A typical volume of the ol' journals.
Flipping through the journals, I realized I haven’t done much writing in that vein recently. OK, this isn’t quite true; Facebook and Twitter have been forums for bite-size musings. But the online continuation of those old journals, JB’s Warehouse and Curio Emporium, has evolved into a purely historical site. It now feels like it would be jarring to toss in personal pieces, writing experiments, and opinions about the present state of the world.

Which brings you to this website.

Hopefully, amidst the pressure of deadlines and trying to find work, I’ll pop on here to scribble loose thoughts.

To try writing exercises drawn from books I’ve borrowed from the library 38 times but haven’t cracked open.

To let off steam when the world drives me bananas.

To stop and smell the roses when the world doesn’t drive me bananas.

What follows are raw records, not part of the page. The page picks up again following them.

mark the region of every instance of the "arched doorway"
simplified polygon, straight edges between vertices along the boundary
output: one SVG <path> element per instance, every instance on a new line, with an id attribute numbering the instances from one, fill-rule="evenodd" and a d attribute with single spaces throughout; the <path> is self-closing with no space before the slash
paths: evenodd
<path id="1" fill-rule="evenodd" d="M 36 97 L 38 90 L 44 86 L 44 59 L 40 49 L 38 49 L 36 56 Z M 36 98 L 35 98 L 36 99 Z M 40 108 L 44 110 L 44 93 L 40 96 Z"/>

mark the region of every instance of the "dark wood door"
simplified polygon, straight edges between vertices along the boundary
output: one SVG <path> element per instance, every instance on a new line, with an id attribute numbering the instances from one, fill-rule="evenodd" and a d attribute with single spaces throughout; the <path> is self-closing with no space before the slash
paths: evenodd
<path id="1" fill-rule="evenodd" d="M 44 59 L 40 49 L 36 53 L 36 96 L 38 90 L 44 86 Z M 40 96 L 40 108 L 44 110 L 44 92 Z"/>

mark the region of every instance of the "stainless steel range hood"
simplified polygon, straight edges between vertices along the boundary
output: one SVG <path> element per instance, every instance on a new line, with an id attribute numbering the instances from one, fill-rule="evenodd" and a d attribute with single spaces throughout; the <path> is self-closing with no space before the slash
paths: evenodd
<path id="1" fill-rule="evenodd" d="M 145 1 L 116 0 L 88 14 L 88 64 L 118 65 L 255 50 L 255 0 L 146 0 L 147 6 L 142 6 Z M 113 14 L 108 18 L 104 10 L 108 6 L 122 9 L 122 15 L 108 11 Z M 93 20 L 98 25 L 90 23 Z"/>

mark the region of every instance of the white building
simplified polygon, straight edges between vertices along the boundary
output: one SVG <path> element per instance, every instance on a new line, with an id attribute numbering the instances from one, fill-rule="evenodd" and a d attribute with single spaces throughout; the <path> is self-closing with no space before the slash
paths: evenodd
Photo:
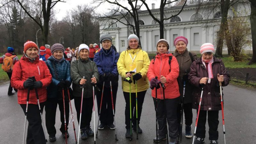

To appreciate the joys of the city, despite the nitwits who run it.

To continue to refine my writing skills for both my own satisfaction and to impress future associates.

With any luck, getting this site rolling will also prompt me to tackle one long overdue task: a third website devoted to my professional work as a writer, researcher, and (hopefully) historical consultant. A business site where clients can reach me, and where I can really strut my stuff. And finally use that web domain that’s lain dormant for two years.

Anything’s possible, right?

Thanks for sticking around to the final line,
Jamie

(And thanks to Susan Clarke for proofreading this debut post).